Department of Health Chemistry, School of Pharmaceutical Sciences, Showa University, 1-5-8 Hatanodai, Shinagawa-ku, Tokyo 142-8555, Japan

Biosynthesis of prostaglandin E2 (PGE2), the most common prostanoid with potent and various biological activities, is regulated by three sequential steps of cyclooxygenase (COX) pathway. We reported the molecular identification of cytosolic prostaglandin E synthase (cPGES), a terminal enzyme of the COX-mediated PGE2 biosynthetic pathway. Of interest, it is identical to the co-chaperone p23 that binds to heat shock protein 90 (Hsp90). Incubation of recombinant cPGES/p23 and Hsp90 resulted in a remarkable increase in PGES activity in vitro.
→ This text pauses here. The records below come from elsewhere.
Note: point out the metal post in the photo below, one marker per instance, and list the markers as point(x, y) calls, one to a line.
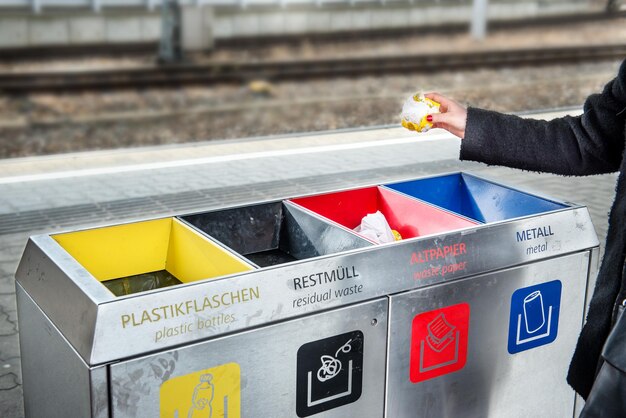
point(170, 45)
point(479, 19)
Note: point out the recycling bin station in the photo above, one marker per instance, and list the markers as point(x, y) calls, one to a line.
point(280, 309)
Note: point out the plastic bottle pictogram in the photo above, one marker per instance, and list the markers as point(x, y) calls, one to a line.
point(202, 398)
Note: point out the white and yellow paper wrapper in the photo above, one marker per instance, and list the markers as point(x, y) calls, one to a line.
point(415, 110)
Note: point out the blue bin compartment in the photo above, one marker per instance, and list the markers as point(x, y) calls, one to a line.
point(475, 198)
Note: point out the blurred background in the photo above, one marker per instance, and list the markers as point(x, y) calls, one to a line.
point(101, 74)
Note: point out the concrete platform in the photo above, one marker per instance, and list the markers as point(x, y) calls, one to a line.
point(47, 194)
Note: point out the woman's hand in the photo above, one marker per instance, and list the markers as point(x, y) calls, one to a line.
point(453, 116)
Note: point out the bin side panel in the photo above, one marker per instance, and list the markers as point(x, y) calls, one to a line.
point(57, 383)
point(247, 230)
point(51, 277)
point(495, 345)
point(285, 370)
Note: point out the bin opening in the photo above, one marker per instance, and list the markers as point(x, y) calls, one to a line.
point(475, 198)
point(410, 217)
point(274, 233)
point(159, 252)
point(141, 282)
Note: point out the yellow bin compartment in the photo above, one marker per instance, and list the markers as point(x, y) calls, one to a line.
point(142, 247)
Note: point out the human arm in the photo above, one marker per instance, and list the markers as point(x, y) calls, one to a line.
point(592, 143)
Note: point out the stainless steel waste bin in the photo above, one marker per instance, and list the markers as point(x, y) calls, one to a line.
point(279, 309)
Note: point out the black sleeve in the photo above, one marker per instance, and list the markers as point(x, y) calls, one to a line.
point(592, 143)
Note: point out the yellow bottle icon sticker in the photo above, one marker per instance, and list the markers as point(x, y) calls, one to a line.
point(208, 393)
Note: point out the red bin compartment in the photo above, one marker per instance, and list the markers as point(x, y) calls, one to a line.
point(410, 217)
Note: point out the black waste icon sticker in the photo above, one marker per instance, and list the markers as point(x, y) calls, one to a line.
point(329, 373)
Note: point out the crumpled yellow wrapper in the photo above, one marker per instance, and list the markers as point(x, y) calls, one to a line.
point(415, 110)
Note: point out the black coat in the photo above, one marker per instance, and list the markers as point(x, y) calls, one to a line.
point(592, 143)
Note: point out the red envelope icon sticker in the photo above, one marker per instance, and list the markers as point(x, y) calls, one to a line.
point(439, 342)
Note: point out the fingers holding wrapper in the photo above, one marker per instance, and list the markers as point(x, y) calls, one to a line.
point(415, 112)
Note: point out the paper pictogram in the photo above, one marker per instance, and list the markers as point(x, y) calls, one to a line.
point(439, 342)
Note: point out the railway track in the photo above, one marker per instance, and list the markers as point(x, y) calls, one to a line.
point(165, 76)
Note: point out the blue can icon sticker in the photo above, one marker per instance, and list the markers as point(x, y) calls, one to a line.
point(534, 317)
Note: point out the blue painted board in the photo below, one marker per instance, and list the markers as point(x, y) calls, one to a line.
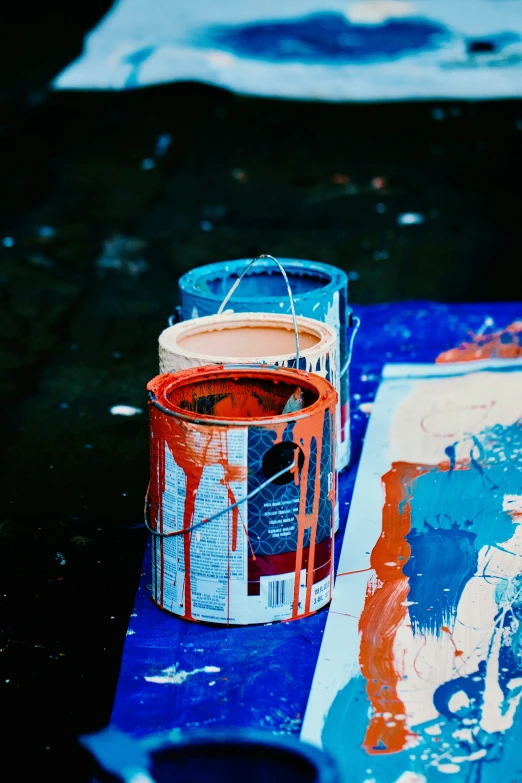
point(179, 674)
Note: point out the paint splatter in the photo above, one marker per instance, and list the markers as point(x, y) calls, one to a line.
point(173, 676)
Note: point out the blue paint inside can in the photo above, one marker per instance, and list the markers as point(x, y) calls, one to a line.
point(319, 291)
point(224, 755)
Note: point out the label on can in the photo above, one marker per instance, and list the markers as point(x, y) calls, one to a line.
point(241, 567)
Furthermore, A23187-induced PGE2 generation in 3Y1 cells was suppressed by Hsp90 inhibitors, which destabilized the cPGES/p23-Hsp90 complex, and reduced cPGES/p23 activity and PGE2 production to basal levels. Next, we found that cPGES/p23 underwent serine phosphorylation, which was accelerated transiently after cell activation. In activated cells, cPGES/p23 phosphorylation occurred in parallel with increased cPGES/p23 enzymic activity and PGE2 production from exogenous and endogenous arachidonic acid, and these processes were facilitated by Hsp90 that formed a tertiary complex with cPGES/p23 and protein kinase CK2. Treatment of cells with inhibitors of CK2 and Hsp90 and with a dominant-negative CK2 attenuated the formation of the cPGES/p23-CK2-Hsp90 complex and attendant cPGES/p23 phosphorylation and activation. Mutations of either of two predicted CK2 phosphorylation sites on cPGES/p23 (Ser113 and Ser118) abrogated its phosphorylation and activation both in vitro and in vivo. These results provide the first evidence that the cellular function of this eicosanoid-biosynthetic enzyme is under the control of a molecular chaperone and its client protein kinase.